Replacement Birth Certificates for U.S. citizens born abroad

When a child is born to a U.S. citizen abroad or in a U.S. military base, there are a few requirements that must be met for the child to get U.S. citizenship. Whether this birth overseas was planned or not, the child’s parents should contact the U.S. embassy or consulate to apply for a Consular Report of Birth Abroad (CRBA).

Why? This is necessary to document that the child is a U.S. citizen. After you have submitted the application, the U.S. embassy or consulate will determine if the child should acquire U.S. citizenship at birth and a consular officer will be responsible of approving the CRBA application. Finally, the Department of State will issue a Form FS-240, on behalf the child.

What is the Consular Report of Birth Abroad?
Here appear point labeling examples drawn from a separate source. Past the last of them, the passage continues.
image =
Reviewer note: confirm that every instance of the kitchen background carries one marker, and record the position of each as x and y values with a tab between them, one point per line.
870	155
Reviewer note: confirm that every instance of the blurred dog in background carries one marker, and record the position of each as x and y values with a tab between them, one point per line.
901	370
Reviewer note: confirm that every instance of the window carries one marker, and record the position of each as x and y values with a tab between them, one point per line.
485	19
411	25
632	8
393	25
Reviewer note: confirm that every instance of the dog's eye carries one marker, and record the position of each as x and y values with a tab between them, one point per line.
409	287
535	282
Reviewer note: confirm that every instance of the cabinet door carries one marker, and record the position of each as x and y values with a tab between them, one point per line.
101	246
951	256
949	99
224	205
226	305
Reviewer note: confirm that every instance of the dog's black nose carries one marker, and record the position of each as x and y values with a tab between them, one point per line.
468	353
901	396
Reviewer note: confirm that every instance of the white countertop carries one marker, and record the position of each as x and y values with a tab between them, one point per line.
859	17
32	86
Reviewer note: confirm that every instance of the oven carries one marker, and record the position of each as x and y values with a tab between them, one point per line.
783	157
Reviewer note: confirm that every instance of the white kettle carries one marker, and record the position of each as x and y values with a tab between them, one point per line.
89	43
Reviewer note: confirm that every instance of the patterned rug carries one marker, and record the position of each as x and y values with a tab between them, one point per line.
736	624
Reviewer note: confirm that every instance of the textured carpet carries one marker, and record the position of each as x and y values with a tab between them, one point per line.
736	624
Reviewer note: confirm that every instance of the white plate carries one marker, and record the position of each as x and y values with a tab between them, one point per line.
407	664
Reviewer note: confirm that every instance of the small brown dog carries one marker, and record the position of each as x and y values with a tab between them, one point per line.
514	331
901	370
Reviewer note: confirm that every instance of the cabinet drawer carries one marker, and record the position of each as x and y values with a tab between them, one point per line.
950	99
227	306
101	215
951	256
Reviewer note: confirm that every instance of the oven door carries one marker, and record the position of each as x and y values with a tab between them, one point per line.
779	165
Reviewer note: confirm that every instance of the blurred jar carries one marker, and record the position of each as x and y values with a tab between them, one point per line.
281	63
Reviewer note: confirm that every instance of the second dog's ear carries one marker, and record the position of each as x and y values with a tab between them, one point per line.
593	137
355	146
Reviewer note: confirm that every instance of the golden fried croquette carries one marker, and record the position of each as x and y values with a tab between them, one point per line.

The Consular Report of Birth Abroad (CRBA) means that you were born in another country or at a U.S. military base outside the United States. Your parents should have registered your birth with the local consulate or embassy. The CRBA, also called Form FS-240 also serves as proof of U.S. citizenship. It can be used to get a U.S. passport, register for school, and many other purposes.

When a child is born overseas, at the same time parents apply for the CRBA they may also choose to apply for a U.S. passport for the child. The passport is also an essential document that proves a person’s identity and citizenship. By law, U.S. citizens, including people with dual nationality, must have a valid U.S. passport to enter and leave the United States. Whether the person is born in Germany, Mexico, India or even is a "military brat" (born in a military base), a U.S. passport will be a necessary document to obtain.

It is really important that when a child, with rights to U.S. citizenship, is born abroad, the parents apply for the CRBA as soon as possible. This is not something to take lightly, as the U.S. embassy or consulate are expected to support its citizens when they find themselves in these situations.

If a CRBA application is not requested for a child who meets the requirements for acquiring U.S. citizenship after their birth this might cause serious issues for the child in the future. It might cause problems if the parents attempt to establish the child’s U.S. citizenship and all of the rights and benefits that go along with it.

If your parents forgot to register your birth overseas, you should contact either the hospital or facilities where you were born or the base operator or public affairs office at your parent’s military installation.

How do i get a copy of my birth certificate if I was born abroad?

If you are an American citizen that was born abroad, you might be wondering how to get your birth certificate. Many American citizens have been born in Germany, Poland, Mexico, and several other countries. So, how can you get a birth certificate replacement if you were born overseas?

It makes sense that the process of getting your birth certificate when born in another country is different. When you’re born in the U.S., your vital records office takes care of your birth certificate. What happens when you are born abroad? You certainly won’t have a standard U.S. birth certificate. You vital records will include one of several types of documents depending on how your birth was registered, if you were born to American citizens of if you were adopted.

  • If you were born before 1990 and your parents registered your birth, you should have been issued an FS-545 Certification of Birth form, which is still valid today.
  • If you were born before December 2010, your CRBA will be a form: FS-240 or DS-1350 Certification of Report of Birth.
  • After 3 January 2011, the only form available is the FS-240, Consular Report of Birth Abroad of a Citizen of the United States of America (CRBA).

Documents needed to apply for a birth certificate of citizen born abroad

The Department of State maintains all registered records of births abroad. It is easy to request your replacement birth certificate online or through the mail. You will need the following information in order to get your certificate:

  • Your full name at birth
  • Any adoptive names
  • Your date and place of birth
  • Full names of parents or legal guardians
  • A valid photo ID
  • Your passport information, including passport date of issue, date of expiration, and passport number if available
  • In case of adoption or guardianship, a copy of the court order granting guardianship
  • The serial number of your Consular Report of Birth Abroad where available address and contact number.

However, you will need to sign this request with your vital records in front of a notary, which you will be able to find at your local bank and most post offices. In most cases, it will take about 4 to 8 weeks before you receive your U.S. birth certificate.